Susan Rothenberg, the painter who came to prominence in the 1970s with her bold, gestural canvases of glyph-like figures and animals, has died, aged 75. The death was confirmed by her longtime gallery Sperone Westwater, though a cause of death has not yet been made public.
After studying sculpture at Cornell University in the 1960s, Rothenberg moved to New York City where she worked with performance artists and dancers, collaborating with Joan Jonas and others. In an interview with the television series Art21 in 2005, she says that eventually she “started making more paintings, trying to figure out my identity,” adding, “when I stumbled on the horse I went, okay, this can be my Jasper Johns flag. This can be nothing to me because I don’t like horses. I can draw a line through it and make it flat, I can take all the things that I’ve learned in the last couple years and negate painting as much as possible in terms of illusionism, shadow, and composition.”

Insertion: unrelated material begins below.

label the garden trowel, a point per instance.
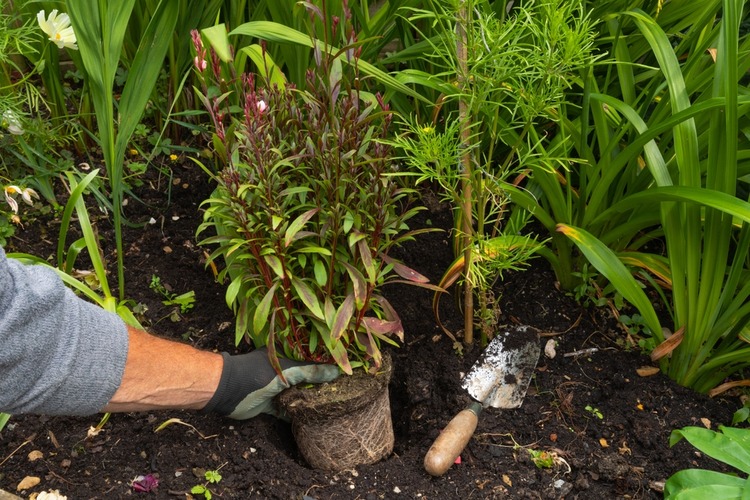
(499, 379)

Rothenberg’s 1975 solo show at 112 Greene Street, in which the artist displayed three large paintings of horses, was heralded as a brave departure from the Minimalist methods that dominated the SoHo art scene at the time. For the next five years, Rothenberg focused on this equestrian motif. A 1976 show of such paintings was heralded by the New York Times critic Hilton Kramer, who wrote: ”It is the quality of the painting that is so impressive, the authority with which a highly simplified image is transformed into a pictorial experience of great sensitivity and even grandeur.” One painting from that year eventually made it into the Obama White House. This series led to her inclusion in the pivotal 1978 show New Image Painting at the Whitney Museum of American Art.